Why the Historic Jared Goff Contract Actually Makes Sense for the Lions

Why the Historic Jared Goff Contract Actually Makes Sense for the Lions.

He was basically a castoff when Detroit acquired him in 2021’s Matthew Stafford trade.

At that point, Jared Goff was a warm body who could throw the ball while the Detroit Lions reloaded around him and scanned the market for someone better. But the second act of Goff’s NFL career now has a lucrative stamp of approval.

Three seasons, an NFC North title, and an NFC championship game appearance later, the former No. 1 overall pick of the Los Angeles Rams will get $170 million guaranteed over four years and up to $212 million on a new contract that begins after the 2024 season.

Now 29, Goff will be 34 when the contract extension lapses, and for now, he’s slated to be the highest-paid player in Lions history and the second highest-paid quarterback in the NFL behind the Cincinnati Bengals’ Joe Burrow.

Will Goff actually be the NFL’s second best-paid QB for any extended amount of time? The continued growth of the salary cap and the league’s obsession with QBs means that he’ll get passed pretty quickly – maybe by Dak Prescott in 2025 (when the Dallas Cowboys’ signal-caller be up for a new deal) and certainly within a year or two after.

Is Goff worth the contract? Intuitively, the easy answer is “no.” No one believes Goff is a top-five quarterback, and he’ll now be paid like one.

But QB deals are never struck up in a vacuum. And in the context of what the Lions are building right now, a megadeal for a better-than-serviceable QB makes a lot of sense.

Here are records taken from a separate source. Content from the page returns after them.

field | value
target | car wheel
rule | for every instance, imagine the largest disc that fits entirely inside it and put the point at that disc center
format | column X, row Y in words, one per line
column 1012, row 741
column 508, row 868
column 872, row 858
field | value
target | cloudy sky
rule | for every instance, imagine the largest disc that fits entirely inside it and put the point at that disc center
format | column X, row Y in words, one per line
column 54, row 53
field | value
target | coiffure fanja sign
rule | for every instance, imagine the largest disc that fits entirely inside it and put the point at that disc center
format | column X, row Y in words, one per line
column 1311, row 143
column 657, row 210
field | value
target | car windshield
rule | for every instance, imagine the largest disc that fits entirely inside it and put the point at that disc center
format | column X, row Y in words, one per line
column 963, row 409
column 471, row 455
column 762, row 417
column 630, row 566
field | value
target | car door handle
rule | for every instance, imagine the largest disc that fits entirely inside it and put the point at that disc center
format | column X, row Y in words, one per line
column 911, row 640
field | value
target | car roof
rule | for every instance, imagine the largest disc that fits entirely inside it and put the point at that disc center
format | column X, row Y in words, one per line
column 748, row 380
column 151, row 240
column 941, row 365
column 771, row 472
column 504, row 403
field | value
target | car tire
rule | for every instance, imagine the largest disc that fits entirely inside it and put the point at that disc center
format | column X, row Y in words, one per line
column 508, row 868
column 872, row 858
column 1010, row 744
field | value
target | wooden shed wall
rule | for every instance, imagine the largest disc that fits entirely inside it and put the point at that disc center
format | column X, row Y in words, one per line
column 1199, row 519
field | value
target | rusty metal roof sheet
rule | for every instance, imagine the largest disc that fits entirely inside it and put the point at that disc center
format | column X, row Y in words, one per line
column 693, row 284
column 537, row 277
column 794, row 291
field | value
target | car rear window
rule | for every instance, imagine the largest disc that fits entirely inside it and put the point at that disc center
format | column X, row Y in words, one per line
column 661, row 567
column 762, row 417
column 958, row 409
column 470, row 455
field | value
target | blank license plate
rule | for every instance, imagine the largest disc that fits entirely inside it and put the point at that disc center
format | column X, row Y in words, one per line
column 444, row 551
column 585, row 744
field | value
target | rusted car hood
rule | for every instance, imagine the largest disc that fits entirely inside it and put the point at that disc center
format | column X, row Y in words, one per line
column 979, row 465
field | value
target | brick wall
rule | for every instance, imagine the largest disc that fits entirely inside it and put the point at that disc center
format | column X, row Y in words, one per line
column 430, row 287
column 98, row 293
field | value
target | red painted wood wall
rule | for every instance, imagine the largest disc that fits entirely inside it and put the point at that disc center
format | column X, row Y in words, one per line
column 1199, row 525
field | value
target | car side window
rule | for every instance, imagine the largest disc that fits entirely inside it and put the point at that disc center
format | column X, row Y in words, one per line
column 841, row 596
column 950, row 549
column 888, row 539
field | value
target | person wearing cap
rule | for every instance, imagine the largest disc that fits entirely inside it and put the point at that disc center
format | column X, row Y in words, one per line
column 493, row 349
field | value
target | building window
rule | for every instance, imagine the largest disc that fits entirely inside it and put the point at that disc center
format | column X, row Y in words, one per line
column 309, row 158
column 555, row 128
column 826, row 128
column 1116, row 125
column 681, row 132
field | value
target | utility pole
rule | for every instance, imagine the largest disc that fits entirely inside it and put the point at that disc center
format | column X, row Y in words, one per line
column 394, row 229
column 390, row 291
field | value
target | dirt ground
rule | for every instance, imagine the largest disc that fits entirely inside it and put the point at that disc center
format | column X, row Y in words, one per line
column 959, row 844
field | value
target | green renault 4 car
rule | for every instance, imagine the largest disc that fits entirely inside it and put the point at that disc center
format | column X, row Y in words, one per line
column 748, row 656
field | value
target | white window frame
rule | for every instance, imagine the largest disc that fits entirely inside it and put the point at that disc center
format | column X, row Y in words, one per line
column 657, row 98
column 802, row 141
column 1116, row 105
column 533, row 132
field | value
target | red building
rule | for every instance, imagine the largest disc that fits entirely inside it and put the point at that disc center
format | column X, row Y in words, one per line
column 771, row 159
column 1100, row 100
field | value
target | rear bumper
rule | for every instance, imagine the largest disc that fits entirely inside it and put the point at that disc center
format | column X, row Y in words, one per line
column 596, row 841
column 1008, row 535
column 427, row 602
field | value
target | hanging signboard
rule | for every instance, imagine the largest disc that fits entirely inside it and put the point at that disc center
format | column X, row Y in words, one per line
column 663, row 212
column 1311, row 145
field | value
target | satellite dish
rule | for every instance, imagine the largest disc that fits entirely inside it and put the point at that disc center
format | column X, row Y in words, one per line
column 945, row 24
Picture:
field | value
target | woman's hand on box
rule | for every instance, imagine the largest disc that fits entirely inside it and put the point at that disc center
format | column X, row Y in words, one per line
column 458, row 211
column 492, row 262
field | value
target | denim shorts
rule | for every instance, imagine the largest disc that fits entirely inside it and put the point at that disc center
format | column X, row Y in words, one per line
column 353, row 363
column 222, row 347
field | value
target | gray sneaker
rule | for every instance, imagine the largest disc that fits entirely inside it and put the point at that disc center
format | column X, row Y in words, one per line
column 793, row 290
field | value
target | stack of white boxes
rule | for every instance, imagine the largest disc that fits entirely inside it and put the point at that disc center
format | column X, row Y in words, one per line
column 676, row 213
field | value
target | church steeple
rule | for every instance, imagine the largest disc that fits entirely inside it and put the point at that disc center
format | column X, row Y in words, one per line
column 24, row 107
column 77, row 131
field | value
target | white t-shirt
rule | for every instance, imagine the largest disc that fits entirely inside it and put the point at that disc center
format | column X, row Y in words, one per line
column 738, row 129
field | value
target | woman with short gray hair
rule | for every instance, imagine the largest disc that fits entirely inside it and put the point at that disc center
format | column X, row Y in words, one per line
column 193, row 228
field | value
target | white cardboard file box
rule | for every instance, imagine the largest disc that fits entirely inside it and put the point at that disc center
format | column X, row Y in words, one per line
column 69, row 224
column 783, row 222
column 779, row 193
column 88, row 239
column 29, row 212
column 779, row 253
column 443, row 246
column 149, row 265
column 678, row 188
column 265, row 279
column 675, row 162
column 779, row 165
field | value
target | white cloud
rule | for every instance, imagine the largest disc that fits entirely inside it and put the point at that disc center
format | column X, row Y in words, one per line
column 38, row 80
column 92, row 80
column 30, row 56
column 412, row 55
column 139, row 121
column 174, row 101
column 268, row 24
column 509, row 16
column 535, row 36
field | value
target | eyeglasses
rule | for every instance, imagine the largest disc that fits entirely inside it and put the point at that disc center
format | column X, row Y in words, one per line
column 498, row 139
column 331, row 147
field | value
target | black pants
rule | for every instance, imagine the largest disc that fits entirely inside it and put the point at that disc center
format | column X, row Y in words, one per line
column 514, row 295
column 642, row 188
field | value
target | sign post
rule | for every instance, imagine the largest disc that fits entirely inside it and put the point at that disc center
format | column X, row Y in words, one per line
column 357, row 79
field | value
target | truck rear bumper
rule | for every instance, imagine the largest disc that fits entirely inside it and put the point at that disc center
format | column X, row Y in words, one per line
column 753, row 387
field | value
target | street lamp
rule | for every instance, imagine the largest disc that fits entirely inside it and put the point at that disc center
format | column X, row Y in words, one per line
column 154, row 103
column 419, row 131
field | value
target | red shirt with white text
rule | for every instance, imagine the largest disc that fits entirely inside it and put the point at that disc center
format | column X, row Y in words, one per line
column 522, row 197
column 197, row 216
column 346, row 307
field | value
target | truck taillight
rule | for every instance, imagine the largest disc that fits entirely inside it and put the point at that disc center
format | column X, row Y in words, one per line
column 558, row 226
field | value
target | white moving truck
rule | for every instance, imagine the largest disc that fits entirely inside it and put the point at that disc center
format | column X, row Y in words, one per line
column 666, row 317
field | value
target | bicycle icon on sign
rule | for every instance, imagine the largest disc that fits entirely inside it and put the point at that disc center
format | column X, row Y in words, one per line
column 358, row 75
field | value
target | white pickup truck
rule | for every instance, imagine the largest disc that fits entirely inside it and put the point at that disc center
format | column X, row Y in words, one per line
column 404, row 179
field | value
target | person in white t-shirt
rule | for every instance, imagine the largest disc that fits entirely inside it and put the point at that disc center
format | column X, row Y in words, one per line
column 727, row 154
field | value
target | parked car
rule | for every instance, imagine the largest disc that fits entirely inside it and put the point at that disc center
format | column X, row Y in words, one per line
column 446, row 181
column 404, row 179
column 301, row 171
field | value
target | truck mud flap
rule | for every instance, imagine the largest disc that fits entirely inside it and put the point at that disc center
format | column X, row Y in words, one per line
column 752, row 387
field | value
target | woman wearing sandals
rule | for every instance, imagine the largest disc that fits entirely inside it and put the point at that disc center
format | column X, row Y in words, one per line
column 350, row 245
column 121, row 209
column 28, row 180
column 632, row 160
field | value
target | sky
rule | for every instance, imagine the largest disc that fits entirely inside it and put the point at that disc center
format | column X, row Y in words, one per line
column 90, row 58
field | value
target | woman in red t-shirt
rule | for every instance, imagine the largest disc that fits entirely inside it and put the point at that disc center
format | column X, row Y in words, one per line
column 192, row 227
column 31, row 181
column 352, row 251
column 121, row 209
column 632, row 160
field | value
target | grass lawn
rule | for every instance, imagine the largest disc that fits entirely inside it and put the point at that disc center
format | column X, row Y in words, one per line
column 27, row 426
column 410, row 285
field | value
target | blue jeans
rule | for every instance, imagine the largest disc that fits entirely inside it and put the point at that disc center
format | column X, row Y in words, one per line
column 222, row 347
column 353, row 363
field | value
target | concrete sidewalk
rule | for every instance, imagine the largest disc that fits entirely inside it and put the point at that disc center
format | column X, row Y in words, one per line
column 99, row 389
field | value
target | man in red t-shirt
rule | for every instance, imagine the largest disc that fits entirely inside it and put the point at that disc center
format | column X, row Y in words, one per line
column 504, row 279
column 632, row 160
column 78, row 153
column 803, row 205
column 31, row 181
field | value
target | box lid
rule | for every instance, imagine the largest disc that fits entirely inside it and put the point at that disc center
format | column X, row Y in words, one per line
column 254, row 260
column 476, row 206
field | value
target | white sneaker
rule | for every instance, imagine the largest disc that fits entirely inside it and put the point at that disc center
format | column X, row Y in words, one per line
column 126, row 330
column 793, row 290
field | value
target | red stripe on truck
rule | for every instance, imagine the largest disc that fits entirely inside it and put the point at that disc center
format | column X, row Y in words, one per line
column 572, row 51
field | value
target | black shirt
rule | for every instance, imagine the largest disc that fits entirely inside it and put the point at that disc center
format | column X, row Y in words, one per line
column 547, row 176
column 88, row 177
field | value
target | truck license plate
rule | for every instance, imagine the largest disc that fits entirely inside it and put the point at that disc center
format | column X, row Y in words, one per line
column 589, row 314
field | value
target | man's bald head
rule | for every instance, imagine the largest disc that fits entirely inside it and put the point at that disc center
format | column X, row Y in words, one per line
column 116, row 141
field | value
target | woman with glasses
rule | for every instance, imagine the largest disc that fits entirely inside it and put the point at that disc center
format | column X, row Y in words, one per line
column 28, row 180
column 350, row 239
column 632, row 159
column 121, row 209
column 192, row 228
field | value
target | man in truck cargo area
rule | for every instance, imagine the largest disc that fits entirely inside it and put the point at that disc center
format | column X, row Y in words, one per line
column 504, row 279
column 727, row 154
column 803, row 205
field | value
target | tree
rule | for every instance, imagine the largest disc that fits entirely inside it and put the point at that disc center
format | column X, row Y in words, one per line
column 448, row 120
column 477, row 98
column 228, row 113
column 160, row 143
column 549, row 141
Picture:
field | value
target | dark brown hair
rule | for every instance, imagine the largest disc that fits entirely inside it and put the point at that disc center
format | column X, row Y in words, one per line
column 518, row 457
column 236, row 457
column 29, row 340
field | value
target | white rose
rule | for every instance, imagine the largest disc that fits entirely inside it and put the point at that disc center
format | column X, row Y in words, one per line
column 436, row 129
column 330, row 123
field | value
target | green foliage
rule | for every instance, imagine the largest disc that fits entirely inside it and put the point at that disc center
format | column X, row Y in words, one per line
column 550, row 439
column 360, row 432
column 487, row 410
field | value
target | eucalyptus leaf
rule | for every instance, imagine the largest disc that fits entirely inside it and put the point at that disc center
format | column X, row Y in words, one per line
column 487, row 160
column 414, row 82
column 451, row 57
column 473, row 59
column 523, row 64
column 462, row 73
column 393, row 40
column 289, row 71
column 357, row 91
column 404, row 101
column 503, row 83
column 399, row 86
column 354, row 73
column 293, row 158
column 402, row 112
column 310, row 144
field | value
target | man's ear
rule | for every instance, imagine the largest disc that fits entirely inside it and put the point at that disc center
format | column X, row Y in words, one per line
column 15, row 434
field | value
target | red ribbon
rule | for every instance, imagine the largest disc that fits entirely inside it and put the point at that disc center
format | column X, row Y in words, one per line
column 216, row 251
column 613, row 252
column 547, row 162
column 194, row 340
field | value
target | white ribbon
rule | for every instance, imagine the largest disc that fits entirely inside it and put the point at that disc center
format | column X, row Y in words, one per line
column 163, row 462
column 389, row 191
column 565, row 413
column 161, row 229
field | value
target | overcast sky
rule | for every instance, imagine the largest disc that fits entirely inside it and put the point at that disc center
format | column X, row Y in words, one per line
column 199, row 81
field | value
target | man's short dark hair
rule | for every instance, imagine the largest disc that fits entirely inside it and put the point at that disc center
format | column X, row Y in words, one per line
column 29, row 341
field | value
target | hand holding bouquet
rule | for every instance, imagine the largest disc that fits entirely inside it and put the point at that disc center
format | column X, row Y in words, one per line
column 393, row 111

The 2023 Lions, which made the postseason for the first time since 2016 and had two playoff wins for the first time since 1957, were third in the NFL in yards per play (5.9). They were also third in net yards per pass attempt (6.9) and fifth in yards per carry (4.6).

That multidimensional success converted to finishing fifth in scoring (27.1 points per game). By whichever metric you pick, Detroit had a top-five offense.

In fact, the Lions ranked fourth in offensive EVE by averaging 0.5 yards more than the expected amount last season.